DAOS Architecture

DAOS is a high performance storage system for storing checkpoints and analysis files. DAOS is fully integrated with the wider Aurora compute fabric as can be seen in the overall storage architecture below.

Aurora Storage Architecture

DAOS Overview

Users should submit a request as noted below to have a DAOS pool created for their project. Once created, users may create and manage containers within the pool as they wish.

Note

This is an initial test DAOS configuration and as such, any data on the DAOS system will envtually be deleted when the configuration is changed into a larger system. Warning will be given before the system is wiped to allow time for users to move any important data off.

Pool Allocation

Email [email protected] to request a pool and provide which primary project you're on. The pool will be set to allow anyone in the project unix group to access the pool. Please request the capacity of allocation you would like.

Modules

Please load the daos/base module when using DAOS. This should be done when logging into the UAN or when using DAOS from a compute job script:

module load daos/base

Pool

Confirm you are able to query the pool via:

daos pool query <pool name>

Example output:

daos pool query software
Pool 050b20a3-3fcc-499b-a6cf-07d4b80b04fd, ntarget=640, disabled=0, leader=2, version=131
Pool space info:
- Target(VOS) count:640
- Storage tier 0 (SCM):
Total size: 6.0 TB
  Free: 4.4 TB, min:6.5 GB, max:7.0 GB, mean:6.9 GB
- Storage tier 1 (NVMe):
  Total size: 200 TB
  Free: 194 TB, min:244 GB, max:308 GB, mean:303 GB
Rebuild done, 4 objs, 0 recs

Container

The container is the basic unit of storage. A POSIX container can contain hundreds of millions of files, you can use it to store all of your data. You only need a small set of containers; perhaps just one per major unit of project work is sufficient.

Create a container

ALCF has provided a script, mkcont, to help create a container with reasonable defaults.

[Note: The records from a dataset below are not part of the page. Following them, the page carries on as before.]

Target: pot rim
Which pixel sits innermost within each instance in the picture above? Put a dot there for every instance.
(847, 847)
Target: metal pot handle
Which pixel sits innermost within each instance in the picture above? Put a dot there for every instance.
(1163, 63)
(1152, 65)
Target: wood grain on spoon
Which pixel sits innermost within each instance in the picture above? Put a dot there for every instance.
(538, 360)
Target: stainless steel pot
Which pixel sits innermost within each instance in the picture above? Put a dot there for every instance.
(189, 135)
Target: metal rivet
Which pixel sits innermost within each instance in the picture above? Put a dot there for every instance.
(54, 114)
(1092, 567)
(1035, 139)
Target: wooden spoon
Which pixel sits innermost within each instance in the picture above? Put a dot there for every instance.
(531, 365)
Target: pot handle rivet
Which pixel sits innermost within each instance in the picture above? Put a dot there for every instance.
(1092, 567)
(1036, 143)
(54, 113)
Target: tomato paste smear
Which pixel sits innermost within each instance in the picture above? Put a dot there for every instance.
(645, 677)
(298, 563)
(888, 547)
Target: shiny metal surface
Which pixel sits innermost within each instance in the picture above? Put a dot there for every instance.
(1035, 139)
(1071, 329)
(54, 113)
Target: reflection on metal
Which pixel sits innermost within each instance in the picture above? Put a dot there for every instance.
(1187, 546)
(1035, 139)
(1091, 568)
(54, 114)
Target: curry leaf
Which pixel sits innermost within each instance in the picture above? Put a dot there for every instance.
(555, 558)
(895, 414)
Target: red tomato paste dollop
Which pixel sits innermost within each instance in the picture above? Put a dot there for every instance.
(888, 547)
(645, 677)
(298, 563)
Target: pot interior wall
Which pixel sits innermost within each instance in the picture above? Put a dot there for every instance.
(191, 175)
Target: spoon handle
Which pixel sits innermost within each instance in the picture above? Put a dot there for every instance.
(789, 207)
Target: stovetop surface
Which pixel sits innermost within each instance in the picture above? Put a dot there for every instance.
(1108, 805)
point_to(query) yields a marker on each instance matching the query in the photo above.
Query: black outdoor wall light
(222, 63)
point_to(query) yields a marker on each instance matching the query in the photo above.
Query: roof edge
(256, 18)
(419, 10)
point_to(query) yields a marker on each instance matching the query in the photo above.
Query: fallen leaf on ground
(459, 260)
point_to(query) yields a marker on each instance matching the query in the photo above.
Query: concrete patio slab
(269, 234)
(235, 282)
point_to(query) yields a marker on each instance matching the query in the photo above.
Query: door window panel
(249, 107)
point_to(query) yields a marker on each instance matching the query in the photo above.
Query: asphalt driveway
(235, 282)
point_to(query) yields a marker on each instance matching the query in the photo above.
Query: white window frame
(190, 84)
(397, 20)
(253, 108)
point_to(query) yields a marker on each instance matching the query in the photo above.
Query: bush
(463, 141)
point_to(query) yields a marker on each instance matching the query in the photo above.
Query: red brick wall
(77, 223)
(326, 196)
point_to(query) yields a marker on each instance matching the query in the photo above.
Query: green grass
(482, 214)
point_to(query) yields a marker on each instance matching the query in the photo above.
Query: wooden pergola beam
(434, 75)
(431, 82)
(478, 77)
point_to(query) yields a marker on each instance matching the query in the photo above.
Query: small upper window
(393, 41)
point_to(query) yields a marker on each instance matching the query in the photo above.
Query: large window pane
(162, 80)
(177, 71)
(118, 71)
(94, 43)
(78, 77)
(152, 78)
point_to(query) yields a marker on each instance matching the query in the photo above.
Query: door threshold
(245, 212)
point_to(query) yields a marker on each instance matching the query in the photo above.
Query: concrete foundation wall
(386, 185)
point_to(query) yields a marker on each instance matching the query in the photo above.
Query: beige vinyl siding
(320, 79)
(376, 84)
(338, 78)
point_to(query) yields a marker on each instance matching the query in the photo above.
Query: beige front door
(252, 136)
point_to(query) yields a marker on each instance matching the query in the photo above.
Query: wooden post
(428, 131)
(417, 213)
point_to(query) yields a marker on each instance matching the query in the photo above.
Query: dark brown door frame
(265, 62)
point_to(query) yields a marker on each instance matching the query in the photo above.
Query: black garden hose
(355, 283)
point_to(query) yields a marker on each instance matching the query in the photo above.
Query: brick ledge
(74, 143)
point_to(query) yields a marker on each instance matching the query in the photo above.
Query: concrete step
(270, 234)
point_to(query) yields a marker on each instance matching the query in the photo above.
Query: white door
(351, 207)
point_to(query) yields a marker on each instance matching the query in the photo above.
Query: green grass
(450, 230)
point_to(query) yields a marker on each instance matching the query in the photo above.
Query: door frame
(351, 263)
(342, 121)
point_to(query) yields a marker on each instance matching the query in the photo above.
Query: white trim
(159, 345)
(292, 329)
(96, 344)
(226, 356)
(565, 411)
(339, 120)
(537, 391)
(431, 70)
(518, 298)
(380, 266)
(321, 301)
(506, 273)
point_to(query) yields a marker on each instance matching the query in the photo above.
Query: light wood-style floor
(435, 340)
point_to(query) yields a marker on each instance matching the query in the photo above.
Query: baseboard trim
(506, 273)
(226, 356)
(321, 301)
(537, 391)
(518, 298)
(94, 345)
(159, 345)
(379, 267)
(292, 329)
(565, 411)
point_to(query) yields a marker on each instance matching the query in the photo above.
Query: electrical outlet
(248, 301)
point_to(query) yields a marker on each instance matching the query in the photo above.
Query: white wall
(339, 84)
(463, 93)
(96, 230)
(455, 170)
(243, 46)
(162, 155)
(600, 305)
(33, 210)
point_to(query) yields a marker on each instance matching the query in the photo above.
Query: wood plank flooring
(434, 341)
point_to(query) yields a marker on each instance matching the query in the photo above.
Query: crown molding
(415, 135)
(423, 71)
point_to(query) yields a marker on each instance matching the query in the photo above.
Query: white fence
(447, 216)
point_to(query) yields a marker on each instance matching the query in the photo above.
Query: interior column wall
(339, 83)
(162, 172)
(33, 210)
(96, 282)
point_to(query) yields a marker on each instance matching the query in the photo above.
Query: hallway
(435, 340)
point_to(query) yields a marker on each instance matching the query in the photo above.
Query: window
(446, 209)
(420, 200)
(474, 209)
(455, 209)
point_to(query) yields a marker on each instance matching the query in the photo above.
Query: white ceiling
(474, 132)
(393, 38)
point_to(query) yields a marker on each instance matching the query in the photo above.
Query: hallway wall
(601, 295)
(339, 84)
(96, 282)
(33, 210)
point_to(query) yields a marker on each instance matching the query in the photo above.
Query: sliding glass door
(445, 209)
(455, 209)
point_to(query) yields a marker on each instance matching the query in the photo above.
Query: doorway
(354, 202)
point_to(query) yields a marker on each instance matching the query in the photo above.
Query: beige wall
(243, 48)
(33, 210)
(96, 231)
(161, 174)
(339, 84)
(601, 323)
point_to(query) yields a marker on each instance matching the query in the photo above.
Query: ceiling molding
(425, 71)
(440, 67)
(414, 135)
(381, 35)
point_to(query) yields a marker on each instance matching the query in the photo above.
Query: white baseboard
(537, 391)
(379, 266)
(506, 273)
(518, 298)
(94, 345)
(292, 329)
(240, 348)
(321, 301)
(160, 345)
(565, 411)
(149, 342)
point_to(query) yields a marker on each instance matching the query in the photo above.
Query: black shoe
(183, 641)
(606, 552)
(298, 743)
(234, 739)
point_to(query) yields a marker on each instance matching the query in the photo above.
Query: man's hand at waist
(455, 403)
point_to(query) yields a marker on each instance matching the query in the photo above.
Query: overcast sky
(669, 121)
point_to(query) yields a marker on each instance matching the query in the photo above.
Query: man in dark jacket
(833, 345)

mkcont --type POSIX --pool <pool name> --user $USER --group <group> <container name>

Example output:

> mkcont --type=POSIX --pool iotest --user harms --group users random
>   Container UUID : 9a6989d3-3835-4521-b9c6-ba1b10f3ec9c
>   Container Label: random
>   Container Type : POSIX
>
> Successfully created container 9a6989d3-3835-4521-b9c6-ba1b10f3ec9c
> 0

Alternatively, the daos command can be used to create a container directly.

Mount a container

Currently, you must manually mount your container prior to use on any node you are working on. In the future, we hope to automate some of this via additional qsub options.

UAN

Create a directory to mount the POSIX container on and then mount the container via dfuse.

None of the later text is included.